In individualistic cultures, emotional inhibition often manifests through indirect expression. In contrast, in collectivist cultures, a great deal often goes unspoken—even among people who are not particularly emotionally inhibited compared to their peers. Verbal affirmations can sometimes intensify shame rather than alleviate it. In these moments, silent presence, gentle pacing in conversation, and simple gestures of care – like serving tea – can speak volumes.
Once emotional tolerance has been established, we can begin to introduce experiential interventions. I often model chairwork by 'acting out' the client's vulnerable child mode myself. This shared participation helps to immediately reduce the shame of expressing vulnerability – because I am doing it with them, not just asking them to do it alone.

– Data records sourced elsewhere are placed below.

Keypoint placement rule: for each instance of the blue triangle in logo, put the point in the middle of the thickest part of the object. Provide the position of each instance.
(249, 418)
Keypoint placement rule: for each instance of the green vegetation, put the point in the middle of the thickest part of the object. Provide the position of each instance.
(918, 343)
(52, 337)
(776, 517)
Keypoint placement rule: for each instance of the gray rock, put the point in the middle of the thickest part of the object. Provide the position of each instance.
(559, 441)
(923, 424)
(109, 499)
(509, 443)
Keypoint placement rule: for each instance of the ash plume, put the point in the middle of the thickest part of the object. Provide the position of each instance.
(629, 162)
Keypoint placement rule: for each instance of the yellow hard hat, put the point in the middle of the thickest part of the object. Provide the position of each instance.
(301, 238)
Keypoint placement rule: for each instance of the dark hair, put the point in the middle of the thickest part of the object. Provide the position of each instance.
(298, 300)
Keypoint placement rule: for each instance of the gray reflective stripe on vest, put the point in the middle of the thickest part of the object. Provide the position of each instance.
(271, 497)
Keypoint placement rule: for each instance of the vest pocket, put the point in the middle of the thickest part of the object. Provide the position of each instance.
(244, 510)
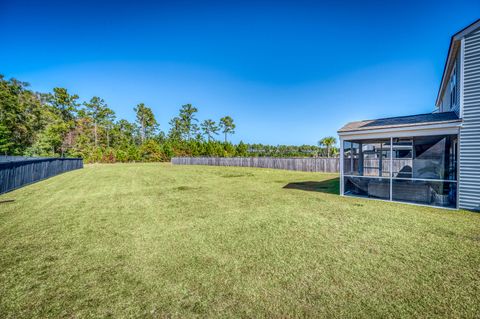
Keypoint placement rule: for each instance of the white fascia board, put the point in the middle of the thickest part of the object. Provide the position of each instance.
(420, 130)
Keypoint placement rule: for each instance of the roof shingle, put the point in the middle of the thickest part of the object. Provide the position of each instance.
(392, 122)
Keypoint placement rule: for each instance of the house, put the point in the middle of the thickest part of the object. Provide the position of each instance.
(429, 159)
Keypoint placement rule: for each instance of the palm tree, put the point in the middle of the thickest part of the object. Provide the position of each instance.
(328, 142)
(209, 128)
(227, 126)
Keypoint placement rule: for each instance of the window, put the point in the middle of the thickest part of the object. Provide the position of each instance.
(453, 88)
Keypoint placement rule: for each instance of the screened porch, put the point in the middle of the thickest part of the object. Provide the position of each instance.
(417, 169)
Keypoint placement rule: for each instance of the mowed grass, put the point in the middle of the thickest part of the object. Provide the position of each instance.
(155, 241)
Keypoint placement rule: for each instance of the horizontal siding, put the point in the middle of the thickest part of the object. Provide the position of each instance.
(469, 187)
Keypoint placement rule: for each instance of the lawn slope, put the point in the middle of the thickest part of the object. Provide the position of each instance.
(155, 240)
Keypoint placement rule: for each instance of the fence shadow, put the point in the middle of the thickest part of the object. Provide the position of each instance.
(329, 186)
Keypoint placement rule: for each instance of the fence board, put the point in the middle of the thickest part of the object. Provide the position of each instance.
(308, 164)
(17, 172)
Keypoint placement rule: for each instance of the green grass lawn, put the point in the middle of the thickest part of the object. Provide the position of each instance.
(155, 240)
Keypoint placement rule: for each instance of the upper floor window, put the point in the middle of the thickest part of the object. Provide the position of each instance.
(453, 88)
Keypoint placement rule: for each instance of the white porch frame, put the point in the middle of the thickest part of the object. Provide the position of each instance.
(452, 128)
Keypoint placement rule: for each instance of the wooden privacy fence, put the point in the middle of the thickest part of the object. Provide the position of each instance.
(18, 172)
(308, 164)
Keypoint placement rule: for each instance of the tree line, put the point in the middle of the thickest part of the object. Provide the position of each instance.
(58, 123)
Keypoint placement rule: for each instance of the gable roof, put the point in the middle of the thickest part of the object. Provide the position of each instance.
(402, 121)
(452, 51)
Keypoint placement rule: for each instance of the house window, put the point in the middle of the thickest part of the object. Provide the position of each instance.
(453, 88)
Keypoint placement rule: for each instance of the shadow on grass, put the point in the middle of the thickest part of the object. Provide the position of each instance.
(329, 186)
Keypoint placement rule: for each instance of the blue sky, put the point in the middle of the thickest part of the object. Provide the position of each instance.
(288, 72)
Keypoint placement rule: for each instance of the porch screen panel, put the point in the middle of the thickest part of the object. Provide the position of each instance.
(420, 170)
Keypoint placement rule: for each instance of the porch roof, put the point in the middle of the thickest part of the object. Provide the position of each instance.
(401, 122)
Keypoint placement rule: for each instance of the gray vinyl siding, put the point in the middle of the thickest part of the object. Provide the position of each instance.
(469, 168)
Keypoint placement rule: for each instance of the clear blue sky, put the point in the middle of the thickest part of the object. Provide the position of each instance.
(288, 72)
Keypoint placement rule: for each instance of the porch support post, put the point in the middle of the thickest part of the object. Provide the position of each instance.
(342, 159)
(391, 168)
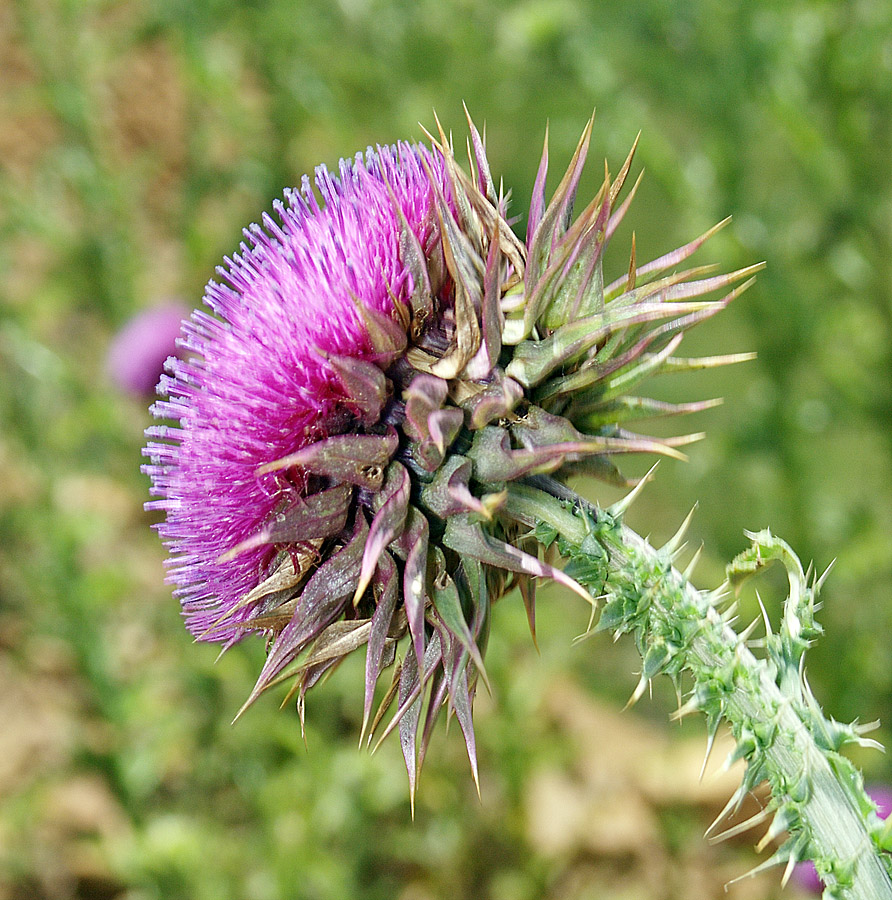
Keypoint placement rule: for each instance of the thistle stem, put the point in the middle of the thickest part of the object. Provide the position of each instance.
(817, 794)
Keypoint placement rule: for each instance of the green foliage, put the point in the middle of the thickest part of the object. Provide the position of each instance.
(139, 138)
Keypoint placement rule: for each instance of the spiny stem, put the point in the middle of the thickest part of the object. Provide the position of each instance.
(817, 794)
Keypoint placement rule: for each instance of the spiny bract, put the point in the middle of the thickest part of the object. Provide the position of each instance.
(373, 375)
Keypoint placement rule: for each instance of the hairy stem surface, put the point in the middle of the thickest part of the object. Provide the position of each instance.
(817, 794)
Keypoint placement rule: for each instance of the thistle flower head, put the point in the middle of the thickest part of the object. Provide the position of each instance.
(375, 372)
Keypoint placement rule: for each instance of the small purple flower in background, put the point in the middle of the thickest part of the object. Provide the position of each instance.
(805, 875)
(375, 374)
(136, 355)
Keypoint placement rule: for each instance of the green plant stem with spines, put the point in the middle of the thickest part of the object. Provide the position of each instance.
(781, 733)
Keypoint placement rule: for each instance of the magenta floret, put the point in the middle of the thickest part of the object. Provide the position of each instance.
(258, 383)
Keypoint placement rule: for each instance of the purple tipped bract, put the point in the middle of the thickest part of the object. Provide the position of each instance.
(260, 382)
(376, 372)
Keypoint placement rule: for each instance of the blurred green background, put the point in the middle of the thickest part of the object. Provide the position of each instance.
(136, 139)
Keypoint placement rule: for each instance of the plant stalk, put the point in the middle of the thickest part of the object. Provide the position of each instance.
(817, 794)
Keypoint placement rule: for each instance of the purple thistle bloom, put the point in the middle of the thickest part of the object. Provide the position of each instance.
(263, 384)
(377, 371)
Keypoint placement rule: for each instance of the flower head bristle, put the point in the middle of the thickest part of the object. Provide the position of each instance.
(376, 370)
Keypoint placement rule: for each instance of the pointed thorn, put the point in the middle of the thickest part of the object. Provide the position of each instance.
(674, 544)
(730, 808)
(710, 743)
(742, 827)
(619, 508)
(637, 693)
(689, 568)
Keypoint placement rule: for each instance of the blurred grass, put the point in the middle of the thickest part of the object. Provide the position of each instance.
(136, 140)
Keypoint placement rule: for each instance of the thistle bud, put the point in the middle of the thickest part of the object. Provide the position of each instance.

Reparenting with cultural grace
Limited reparenting – central to Schema Therapy – needs careful adaptation. Standard techniques often involve the therapist stepping in during imagery rescripting to confront past perpetrators and assert the client's unmet needs. In a collectivist context, such confrontations can provoke deep shame or worsen emotional inhibition.
Instead, therapists may need to symbolically 'reparent' the client's parents first, to protect the vulnerable child's emotional safety.
Take 'Sam', a 8-year old boy who was physically pushed out of his home for failing a test – a symbolic event that triggered an Abandonment Schema. In Western practice, a therapist might intervene forcefully in imagery: "You had no right to do that to him!" But in a collectivist context, this might rupture the client's internal loyalty to their parents.
A culturally sensitive approach might involve first comforting Sam, then knocking gently on the imaginary door:"Sam's parents, I am Sam's future Schema Therapist. I know how much you love him and how much you've sacrificed to provide the best education. I believe this act – though unintentional – caused harm. He is just a child. Failing a test is a small thing."
I always ensure that these messages are delivered privately to the parents in imagery, not in front of little Sam, to preserve the parents' dignity and reduce the client's guilt. Remember, it is common for the collective client to feel guilty if they see their parents were lectured by someone else.
If I need to be more direct, I may add:"Sam's mum, you cannot punish your child like this over a test. It may create an Abandonment Schema that leads to struggles in intimate relationships later. I know you didn't intend to cause harm, and you look exhausted – may I bring in Sam first and take care of him so you can rest? Would you like some help with the dishes too?"
This kind of empathetic confrontation protects dignity while addressing harm – a reparenting stance that heals without shaming.
Honouring complexity
Schema Therapy offers a powerful framework for healing entrenched patterns. But its effectiveness depends on how well it resonates with a client's lived reality. In collectivist cultures, identity is relational, emotional expression is shaped by social expectations, and boundaries are navigated through unspoken norms.
My hope is that psychologists meet these clients not with assumptions, but by attuning to cultural meaning, being creative with technique, and working at the pace that each client's nervous system and narrative allow. It helps them weave both into a coherent and compassionate whole.
Beatrice Ng-Kessler (Shung Yan Ng) is an HCPC-registered Clinical Psychologist currently in private practice in London. She is an Accredited Advanced Schema Therapist,Supervisor/ Trainer with the International Society of Schema Therapy, and the founder of Chinese Schema Therapy Academy.